Lord Justice of Appeal
- In office 1995–1999

Justice of the High Court
- In office 1983–1995

Personal details
- Born: Michael Hutchison 13 October 1933
- Died: 24 July 2017 (aged 83)
- Education: Lancing College Clare College, Cambridge

= Michael Hutchison (judge) =

British lawyer & judge (1933–2017)

Sir Michael Hutchison, PC (13 October 1933 – 24 July 2017) was a British lawyer and judge who served as a Lord Justice of Appeal from 1995 to 1999.

== Biography ==
The son of Ernest and Frances Hutchison, Michael Hutchison was educated at Lancing College and Clare College, Cambridge. He was called to the Bar by Gray's Inn in 1958, and became a Queen's Counsel in 1976. He was a Recorder from 1975 to 1983, and was elected a Bencher of Gray's Inn in 1983.

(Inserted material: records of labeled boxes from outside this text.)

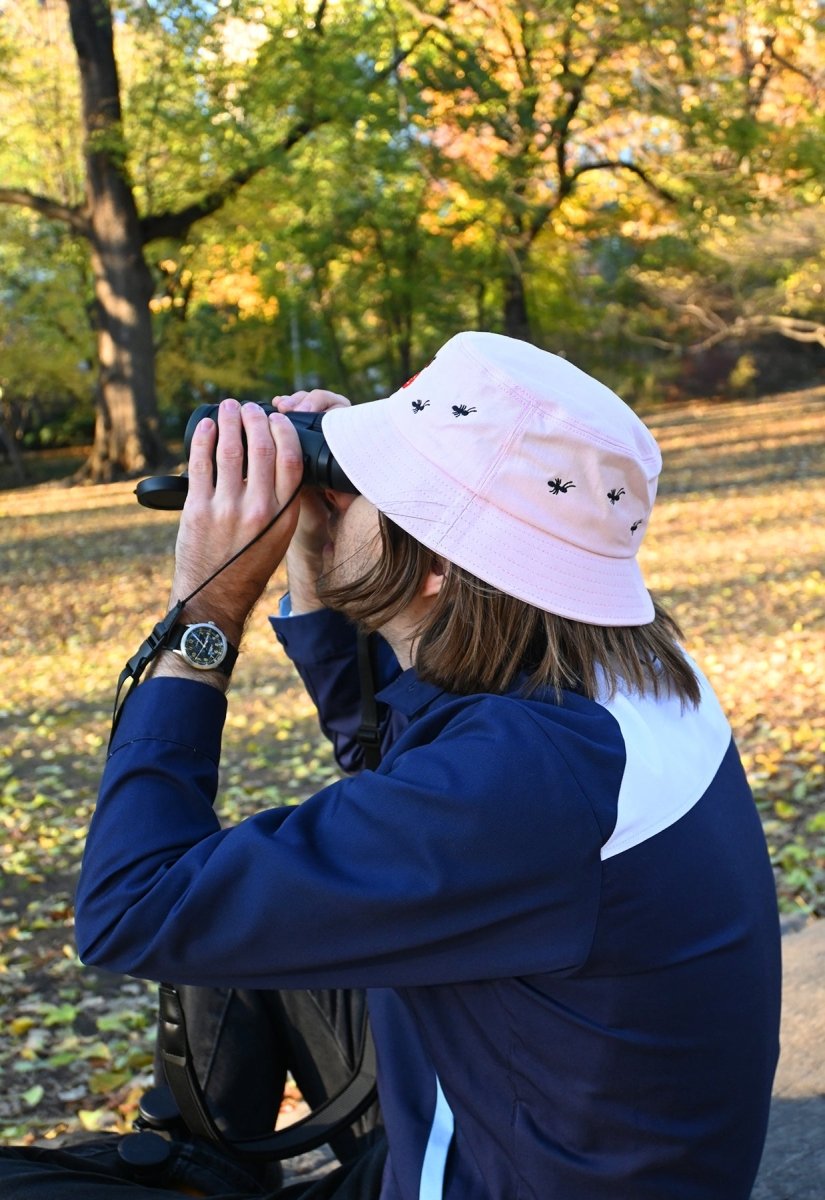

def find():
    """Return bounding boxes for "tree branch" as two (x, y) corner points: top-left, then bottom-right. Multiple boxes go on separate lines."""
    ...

(140, 116), (323, 245)
(0, 187), (91, 238)
(567, 158), (678, 204)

He was appointed a Justice of the High Court in 1983, received the customary knighthood, and was assigned to the Queen's Bench Division. he was a Judge of the Employment Appeal Tribunal from 1984 to 1987 and Presiding Judge, Western Circuit from 1989 to 1992. He was appointed a Lord Justice of Appeal in 1995, serving until 1999.

He was a member of the Judicial Studies Board from 1985 to 1987, a member of the Parole Board from 1987 to 1989, and was a Surveillance Commissioner from 1998 to 2006.

Hutchison married Mary Spettigue in 1957; they had two sons and three daughters.